The students, members of the school's Society of Naval Architects and Marine Engineers student chapter, were encouraged to reflect upon the ways that elements of the vessel's original technology and design could be highlighted during the ship's revitalization and future conversion into a mixed-use, stationary development.
Responding to time aboard the ship, Cadet Timothy McKenna advocated for the preservation of the SS United States' original engine rooms and machinery:
"Not too many people outside of the maritime industry know much about ship propulsion techniques...To be able to show them the turbines and reduction gears would be an interesting experience for many."
SUNY Maritime Nautical Engineering students tour the SS United States. Courtesy of Michael Wolfe.
McKenna's fellow students also emphasized the educational value of preserving the vessel. Following the tour, Cadet Robert Sorensen commented:
"The Big U stands as a crucial piece of our country’s nautical history and accomplishments. I think that the design of the United States could be used for modern shipbuilding, and new vessels could take ideas from it to better their own designs."

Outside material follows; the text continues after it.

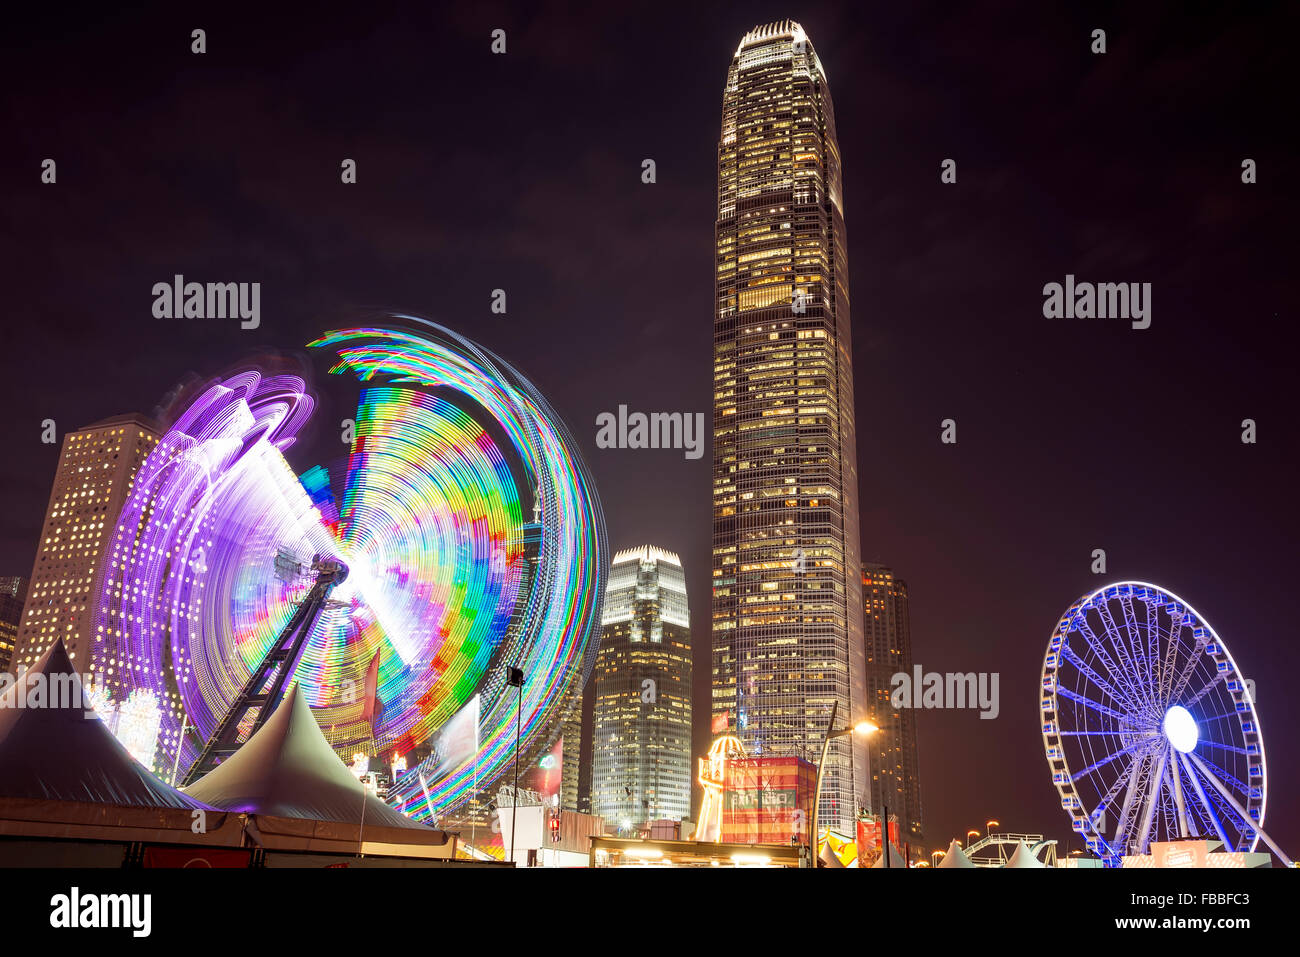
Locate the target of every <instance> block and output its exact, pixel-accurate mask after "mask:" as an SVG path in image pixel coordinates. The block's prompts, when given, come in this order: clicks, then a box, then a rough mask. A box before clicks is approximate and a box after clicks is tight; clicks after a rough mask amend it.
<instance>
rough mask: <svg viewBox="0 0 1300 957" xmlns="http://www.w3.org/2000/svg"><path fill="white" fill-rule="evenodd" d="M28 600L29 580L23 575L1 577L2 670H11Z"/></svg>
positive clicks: (0, 597) (1, 627)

Student Josh Reda elaborated:
"Her hull design, layout, and construction serve as a tool for engineers and should be preserved as such.”
The SS United States at her Pier 82 berth, Philadelphia. Courtesy of Anders Johannessen.
While aboard, the students also had the opportunity to learn more about SS United States designer William Francis Gibbs, who in 1916, with no prior formal training in the field, quit his job in real-estate law to devote himself to designing the world’s most advanced ocean liner.
Student Robert Peterson reflected upon the visit:
“The SS United States represents a major milestone in naval engineering and must not be forgotten. William Gibbs serves as an inspiration for many of our naval architects at SUNY Maritime College. His devotion to his design reminds us what we should be striving for here at SUNY Maritime College: absolute perfection in our design work."
The SS United States is a model of the best in American naval design, serving as a valuable educational resource for the next generation of naval architects and maritime professionals. We cannot afford to lose America's Flagship — together, we can save the SS United States!
The SS United States has always been a soaring symbol of ingenuity, innovation, and the nation's ability to join arm-in-arm to advance common goals. It is inconceivable that she has endured all of these years, only to be lost now.